Per tenere il filo delle numerose questioni che questi temi pongono si farà riferimento ad alcuni momenti in cui di recente si è discusso di narrazione storica e media. Il primo, di particolare rilevanza, è la giornata di studi svoltasi il 21 maggio presso la Fondazione di scienze religiose “Giovanni XXIII” di Bologna (da ora in avanti Convegno Fscire), a cui si fa ampio riferimento in queste pagine. In quell’occasione si sono confrontati storici, studiosi dei media e registi, tra i quali il vincitore del David di Donatello 2010, Giorgio Diritti, al quale il convegno era dedicato, e si è avuta la partecipazione telefonica di Mario Monicelli, che ha raccontato il suo rapporto con la storia nella propria produzione cinematografica. Ai temi del convegno si affiancano, marginalmente, altri due momenti in cui è emerso un confronto tra pubblico e produttori audiovisivi; registi, per la precisione. Si tratta di un dibattito col pubblico alla proiezione del documentario La febbre del fare, sulla storia del Comune di Bologna nel secondo dopoguerra, svoltasi nel mese di aprile 2010 presso il Cinema Lumiere di Bologna, che ha visto la presenza dei due registi, Michele Mellara e Alessandro Rossi; l’altro è il dibattito con gli studenti delle scuole, svoltosi a Viterbo il 28 maggio 2010 presso il Cinema Metropolitan con Giuseppe Tornatore. A questi si aggiunge, ancora, l’articolo a firma dello storico Alessandro Barbero (2010, 39), comparso sulle pagine di Repubblica il 30 maggio. Il tutto integrato da una breve ricerca su quanto pubblicato in rete di recente. Incontri e letture del tutto occasionali, dunque, e insufficienti a dare un quadro omogeneo ed esaustivo delle riflessioni in corso; bastante tuttavia per introdurre alcuni elementi di discussione che sembrano essere comuni a tutte le voci coinvolte.

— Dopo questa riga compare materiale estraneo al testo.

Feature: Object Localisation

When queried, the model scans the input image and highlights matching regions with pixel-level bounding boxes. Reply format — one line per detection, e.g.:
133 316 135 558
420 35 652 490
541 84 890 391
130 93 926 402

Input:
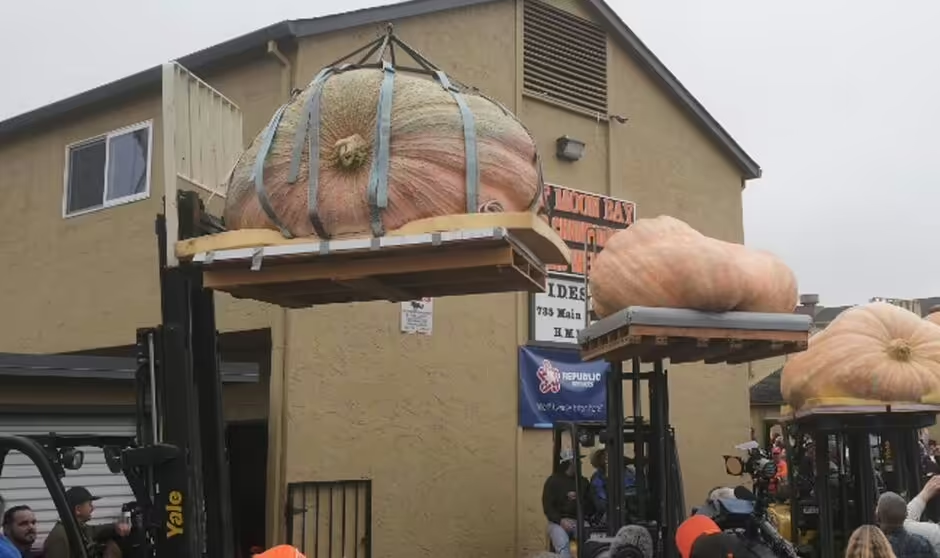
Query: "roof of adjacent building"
0 0 761 179
750 368 784 406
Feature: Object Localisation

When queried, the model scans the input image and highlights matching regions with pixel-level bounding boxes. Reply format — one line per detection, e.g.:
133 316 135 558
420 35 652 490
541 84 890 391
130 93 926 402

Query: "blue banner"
519 347 610 428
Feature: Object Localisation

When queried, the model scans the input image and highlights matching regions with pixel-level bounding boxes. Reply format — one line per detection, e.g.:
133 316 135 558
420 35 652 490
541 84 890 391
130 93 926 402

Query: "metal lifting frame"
607 358 682 558
125 191 234 558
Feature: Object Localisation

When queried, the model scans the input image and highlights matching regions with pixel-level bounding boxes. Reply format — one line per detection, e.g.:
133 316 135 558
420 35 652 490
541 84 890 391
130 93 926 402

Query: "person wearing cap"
0 496 22 558
875 492 937 558
542 450 594 558
676 515 752 558
43 486 130 558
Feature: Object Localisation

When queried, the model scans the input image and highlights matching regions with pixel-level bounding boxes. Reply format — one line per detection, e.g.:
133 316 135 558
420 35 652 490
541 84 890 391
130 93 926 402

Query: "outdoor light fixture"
555 136 585 161
59 448 85 471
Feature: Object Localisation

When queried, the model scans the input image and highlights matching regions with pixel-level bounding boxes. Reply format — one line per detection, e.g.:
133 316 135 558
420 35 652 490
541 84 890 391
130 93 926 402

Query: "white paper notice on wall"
401 297 434 335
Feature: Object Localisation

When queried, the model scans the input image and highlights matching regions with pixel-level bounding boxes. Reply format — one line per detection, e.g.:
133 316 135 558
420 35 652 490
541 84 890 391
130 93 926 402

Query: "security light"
59 448 85 471
555 136 585 161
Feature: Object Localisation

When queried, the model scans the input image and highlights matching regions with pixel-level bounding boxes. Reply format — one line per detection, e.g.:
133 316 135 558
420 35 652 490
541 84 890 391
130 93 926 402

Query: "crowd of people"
542 448 636 558
676 476 940 558
0 486 130 558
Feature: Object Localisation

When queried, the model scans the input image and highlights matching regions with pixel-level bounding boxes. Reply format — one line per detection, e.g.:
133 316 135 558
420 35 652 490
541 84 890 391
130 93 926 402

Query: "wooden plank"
176 212 571 265
203 246 513 290
628 324 809 341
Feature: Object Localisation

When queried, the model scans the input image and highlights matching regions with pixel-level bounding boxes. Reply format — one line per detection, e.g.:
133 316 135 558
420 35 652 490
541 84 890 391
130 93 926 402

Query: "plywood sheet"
176 212 571 265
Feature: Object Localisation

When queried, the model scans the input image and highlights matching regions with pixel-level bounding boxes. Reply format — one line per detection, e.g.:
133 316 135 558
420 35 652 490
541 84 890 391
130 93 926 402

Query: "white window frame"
62 119 153 219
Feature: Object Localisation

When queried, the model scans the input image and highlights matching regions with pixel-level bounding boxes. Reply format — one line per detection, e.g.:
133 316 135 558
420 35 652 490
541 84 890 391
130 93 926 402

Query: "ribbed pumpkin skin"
590 215 798 317
225 69 539 238
780 302 940 408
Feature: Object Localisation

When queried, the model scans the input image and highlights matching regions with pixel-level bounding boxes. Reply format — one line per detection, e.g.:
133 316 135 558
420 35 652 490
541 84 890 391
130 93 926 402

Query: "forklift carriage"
0 184 571 558
775 401 940 558
578 306 812 558
552 417 685 558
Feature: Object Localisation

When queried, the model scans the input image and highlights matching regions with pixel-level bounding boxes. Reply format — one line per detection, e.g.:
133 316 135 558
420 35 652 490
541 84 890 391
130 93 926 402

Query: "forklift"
0 172 570 558
774 404 940 558
552 420 685 558
578 306 811 558
0 191 246 558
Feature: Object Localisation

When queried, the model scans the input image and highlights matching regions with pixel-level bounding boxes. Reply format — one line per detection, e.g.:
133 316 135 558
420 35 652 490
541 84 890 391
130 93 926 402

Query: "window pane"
66 139 105 213
108 128 150 201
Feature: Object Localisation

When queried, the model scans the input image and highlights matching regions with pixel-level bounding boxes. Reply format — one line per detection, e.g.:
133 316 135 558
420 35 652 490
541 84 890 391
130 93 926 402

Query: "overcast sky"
0 0 940 305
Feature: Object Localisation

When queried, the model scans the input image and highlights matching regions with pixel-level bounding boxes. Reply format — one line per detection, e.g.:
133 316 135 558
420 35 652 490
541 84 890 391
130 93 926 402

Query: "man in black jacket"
875 492 937 558
542 450 593 558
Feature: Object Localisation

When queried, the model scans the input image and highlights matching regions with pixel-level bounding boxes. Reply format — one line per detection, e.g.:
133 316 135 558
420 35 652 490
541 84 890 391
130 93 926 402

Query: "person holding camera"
904 476 940 555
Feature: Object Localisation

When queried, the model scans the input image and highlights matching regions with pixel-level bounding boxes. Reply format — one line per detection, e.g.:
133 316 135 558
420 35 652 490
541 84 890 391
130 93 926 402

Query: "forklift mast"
123 191 234 558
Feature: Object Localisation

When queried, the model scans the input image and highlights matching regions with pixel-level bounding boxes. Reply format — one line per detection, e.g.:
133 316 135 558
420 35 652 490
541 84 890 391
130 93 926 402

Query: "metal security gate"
0 414 135 546
287 480 372 558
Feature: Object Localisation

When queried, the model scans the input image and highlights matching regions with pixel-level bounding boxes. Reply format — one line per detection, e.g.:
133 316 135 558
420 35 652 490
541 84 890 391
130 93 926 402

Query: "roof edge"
0 21 293 142
291 0 501 38
0 0 762 180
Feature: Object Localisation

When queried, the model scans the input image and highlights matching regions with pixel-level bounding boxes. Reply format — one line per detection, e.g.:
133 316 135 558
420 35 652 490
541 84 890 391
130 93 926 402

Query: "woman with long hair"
845 525 897 558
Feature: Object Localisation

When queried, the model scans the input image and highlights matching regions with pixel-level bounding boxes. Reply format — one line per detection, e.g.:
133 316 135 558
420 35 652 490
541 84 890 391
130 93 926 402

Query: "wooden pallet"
176 213 571 308
780 397 940 420
579 307 810 364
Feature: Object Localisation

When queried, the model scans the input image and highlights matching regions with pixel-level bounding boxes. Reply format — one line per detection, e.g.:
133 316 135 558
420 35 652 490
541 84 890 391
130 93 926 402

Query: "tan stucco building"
0 0 760 558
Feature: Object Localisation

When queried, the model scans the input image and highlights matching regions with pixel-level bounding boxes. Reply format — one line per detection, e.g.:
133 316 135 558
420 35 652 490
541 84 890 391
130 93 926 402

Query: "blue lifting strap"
287 68 335 238
251 105 294 238
434 70 480 213
369 62 395 236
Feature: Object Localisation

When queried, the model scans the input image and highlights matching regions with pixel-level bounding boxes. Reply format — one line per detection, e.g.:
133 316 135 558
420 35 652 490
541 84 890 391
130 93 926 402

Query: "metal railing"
287 479 372 558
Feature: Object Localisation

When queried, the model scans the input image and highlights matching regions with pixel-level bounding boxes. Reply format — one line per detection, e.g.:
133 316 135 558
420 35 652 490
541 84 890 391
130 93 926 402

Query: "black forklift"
0 164 570 558
775 404 940 558
578 306 811 558
552 418 685 558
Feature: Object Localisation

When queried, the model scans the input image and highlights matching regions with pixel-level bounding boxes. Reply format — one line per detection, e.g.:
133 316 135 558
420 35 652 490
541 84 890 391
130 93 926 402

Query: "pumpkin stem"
333 134 369 170
885 339 911 362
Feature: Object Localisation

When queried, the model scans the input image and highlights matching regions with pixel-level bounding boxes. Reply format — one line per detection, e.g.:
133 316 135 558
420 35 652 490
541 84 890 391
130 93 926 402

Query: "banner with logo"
519 346 609 428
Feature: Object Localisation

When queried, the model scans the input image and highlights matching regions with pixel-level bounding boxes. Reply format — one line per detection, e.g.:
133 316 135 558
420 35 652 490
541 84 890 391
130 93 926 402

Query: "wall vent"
523 0 607 116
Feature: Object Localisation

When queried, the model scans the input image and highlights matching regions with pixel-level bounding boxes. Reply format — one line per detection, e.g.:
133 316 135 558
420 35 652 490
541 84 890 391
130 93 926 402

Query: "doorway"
225 420 268 558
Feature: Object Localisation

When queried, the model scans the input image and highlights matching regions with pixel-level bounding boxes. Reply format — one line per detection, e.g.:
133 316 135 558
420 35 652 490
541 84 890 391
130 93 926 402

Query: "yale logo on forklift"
166 490 183 539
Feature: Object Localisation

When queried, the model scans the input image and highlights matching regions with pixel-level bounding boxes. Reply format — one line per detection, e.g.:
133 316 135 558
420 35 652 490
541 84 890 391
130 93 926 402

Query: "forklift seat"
254 544 306 558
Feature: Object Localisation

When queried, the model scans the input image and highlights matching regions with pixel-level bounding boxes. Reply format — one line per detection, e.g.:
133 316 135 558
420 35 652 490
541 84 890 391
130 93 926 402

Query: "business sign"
519 347 610 428
530 184 636 343
542 184 636 275
532 275 594 343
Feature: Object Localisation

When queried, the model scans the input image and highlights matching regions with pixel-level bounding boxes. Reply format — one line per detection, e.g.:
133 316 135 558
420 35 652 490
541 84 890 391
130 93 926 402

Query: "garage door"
0 414 135 545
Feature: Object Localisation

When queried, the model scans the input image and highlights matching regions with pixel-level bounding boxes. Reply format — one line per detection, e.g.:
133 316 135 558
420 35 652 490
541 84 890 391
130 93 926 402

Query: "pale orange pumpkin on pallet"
590 216 799 317
780 302 940 409
224 68 542 238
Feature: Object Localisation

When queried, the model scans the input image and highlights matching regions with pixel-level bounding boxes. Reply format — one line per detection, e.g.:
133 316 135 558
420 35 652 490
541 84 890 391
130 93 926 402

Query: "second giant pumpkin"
590 215 798 317
780 302 940 408
225 68 541 238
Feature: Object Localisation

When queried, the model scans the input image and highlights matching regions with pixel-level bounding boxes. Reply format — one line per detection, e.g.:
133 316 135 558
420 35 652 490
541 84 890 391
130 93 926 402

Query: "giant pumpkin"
780 302 940 408
590 216 798 317
224 68 542 238
926 306 940 325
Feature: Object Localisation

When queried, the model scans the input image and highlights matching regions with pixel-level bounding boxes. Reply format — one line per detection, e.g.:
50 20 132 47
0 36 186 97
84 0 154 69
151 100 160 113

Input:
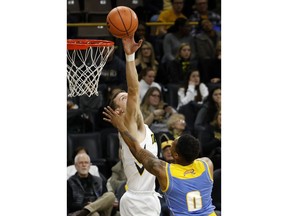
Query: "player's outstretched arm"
103 106 166 178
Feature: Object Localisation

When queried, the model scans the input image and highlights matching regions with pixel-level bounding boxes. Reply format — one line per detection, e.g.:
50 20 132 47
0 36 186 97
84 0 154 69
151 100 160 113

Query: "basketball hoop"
67 39 114 97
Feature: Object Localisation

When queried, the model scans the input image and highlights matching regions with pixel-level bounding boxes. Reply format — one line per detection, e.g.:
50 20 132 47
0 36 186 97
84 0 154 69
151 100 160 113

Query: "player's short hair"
175 134 200 163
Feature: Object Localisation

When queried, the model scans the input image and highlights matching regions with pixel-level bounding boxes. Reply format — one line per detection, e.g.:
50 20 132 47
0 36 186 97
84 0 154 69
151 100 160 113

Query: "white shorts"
120 190 161 216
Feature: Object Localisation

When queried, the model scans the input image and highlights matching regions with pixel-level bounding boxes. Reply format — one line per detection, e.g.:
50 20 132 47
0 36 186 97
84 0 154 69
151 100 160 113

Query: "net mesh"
67 42 114 97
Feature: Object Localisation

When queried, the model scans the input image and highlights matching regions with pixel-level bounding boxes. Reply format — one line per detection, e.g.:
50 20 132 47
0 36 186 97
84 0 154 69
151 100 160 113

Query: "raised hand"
103 106 127 131
122 34 143 55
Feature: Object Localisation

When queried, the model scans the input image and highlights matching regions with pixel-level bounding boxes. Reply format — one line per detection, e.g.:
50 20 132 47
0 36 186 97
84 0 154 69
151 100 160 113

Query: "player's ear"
114 107 123 115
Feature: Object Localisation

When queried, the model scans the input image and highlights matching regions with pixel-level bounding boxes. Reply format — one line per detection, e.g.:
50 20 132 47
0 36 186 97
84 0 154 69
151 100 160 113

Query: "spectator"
194 87 221 136
139 67 161 102
135 41 159 75
67 146 101 179
156 0 187 37
140 87 176 133
207 41 221 89
167 43 197 84
195 19 221 60
161 18 196 64
67 153 115 216
177 69 209 110
189 0 221 34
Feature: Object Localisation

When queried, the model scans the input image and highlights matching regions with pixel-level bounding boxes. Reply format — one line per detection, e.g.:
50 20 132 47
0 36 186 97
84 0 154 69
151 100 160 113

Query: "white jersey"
119 125 158 192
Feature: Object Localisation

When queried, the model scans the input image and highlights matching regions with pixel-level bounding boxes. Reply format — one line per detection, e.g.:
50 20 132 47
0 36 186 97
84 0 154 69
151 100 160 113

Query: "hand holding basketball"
106 6 138 38
122 34 143 55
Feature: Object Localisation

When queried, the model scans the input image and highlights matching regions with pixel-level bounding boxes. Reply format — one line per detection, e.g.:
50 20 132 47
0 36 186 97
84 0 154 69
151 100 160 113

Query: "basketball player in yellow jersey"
103 107 216 216
110 35 161 216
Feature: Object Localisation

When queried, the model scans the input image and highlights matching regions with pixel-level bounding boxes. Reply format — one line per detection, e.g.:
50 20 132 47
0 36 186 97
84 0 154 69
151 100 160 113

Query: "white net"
67 41 114 97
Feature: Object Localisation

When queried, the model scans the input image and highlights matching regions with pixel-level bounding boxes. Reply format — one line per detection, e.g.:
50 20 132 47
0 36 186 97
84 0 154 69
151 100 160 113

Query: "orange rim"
67 39 114 50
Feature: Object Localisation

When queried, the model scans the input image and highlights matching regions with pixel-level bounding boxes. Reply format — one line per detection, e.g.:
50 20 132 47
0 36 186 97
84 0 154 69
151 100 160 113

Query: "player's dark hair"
109 89 126 110
175 134 200 163
72 146 89 158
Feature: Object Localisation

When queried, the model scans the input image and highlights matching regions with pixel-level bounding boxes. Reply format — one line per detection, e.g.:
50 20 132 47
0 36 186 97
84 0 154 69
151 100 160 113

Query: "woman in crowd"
140 87 176 133
177 69 209 110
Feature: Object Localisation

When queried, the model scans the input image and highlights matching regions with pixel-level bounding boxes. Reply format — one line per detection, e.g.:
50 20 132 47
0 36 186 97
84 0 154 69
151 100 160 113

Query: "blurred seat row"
67 132 119 178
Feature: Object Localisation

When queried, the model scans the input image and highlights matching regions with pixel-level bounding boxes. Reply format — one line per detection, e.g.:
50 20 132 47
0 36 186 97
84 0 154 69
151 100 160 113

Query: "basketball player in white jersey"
109 35 161 216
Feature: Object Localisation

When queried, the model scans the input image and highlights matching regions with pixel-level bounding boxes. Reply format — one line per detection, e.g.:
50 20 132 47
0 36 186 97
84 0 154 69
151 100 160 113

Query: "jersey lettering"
186 191 202 212
134 144 146 175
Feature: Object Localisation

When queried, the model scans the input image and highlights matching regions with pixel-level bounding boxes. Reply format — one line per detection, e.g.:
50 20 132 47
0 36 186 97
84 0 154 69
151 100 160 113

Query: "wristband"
125 53 135 62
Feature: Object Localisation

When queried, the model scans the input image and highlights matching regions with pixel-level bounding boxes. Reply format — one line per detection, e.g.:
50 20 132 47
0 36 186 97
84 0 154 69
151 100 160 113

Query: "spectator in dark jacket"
67 153 115 216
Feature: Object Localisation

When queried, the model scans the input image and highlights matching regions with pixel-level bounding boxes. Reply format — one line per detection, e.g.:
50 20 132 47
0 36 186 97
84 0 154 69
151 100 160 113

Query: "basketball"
106 6 138 38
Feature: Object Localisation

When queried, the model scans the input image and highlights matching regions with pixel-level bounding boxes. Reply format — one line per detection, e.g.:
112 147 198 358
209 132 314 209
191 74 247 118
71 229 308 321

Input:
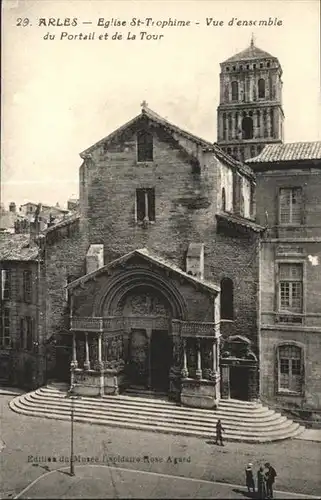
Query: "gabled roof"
246 141 321 163
80 107 254 179
224 43 277 63
0 234 39 261
80 107 212 159
21 201 69 213
43 212 80 234
66 248 220 293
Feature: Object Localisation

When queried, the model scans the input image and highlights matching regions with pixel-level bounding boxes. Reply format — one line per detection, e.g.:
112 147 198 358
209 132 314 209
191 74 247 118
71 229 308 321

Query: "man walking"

Narrare cosa, come e a chi. Memoria e forme narrative

Mi si permetta, in via del tutto eccezionale, di aprire la riflessione con un ricordo personale. Quando, sul finire degli anni Ottanta il sottoscritto giunse in università, come matricola di Storia, fresco degli studi svolti in un liceo di provincia, ebbe subito modo di confrontarsi con un modo di concepire la disciplina molto diverso da quello che era abituato a conoscere. Fino allora, sulla base di quanto appreso nella propria formazione, per essere storici bastava scrivere di storia; erano pertanto tali gli eruditi che si occupavano di storia locale, ma lo era anche Indro Montanelli, con la sua monumentale opera sulla storia d’Italia, che con la sua rilegatura in similpelle figurava così bene nella libreria di mio padre. Tuttavia i miei colleghi di studi, di formazione più ortodossa e probabilmente reduci da letture più specialistiche, a sentir nominare Montanelli, storcevano il naso. “Non è uno storico – mi rispondevano – è un giornalista”. Al tempo facevo fatica a comprendere le ragioni di quel distinguo; in seguito, con la prosecuzione degli studi e con una migliore conoscenza degli strumenti tipici dello storico, avrei capito le ragioni di quella presa di distanza.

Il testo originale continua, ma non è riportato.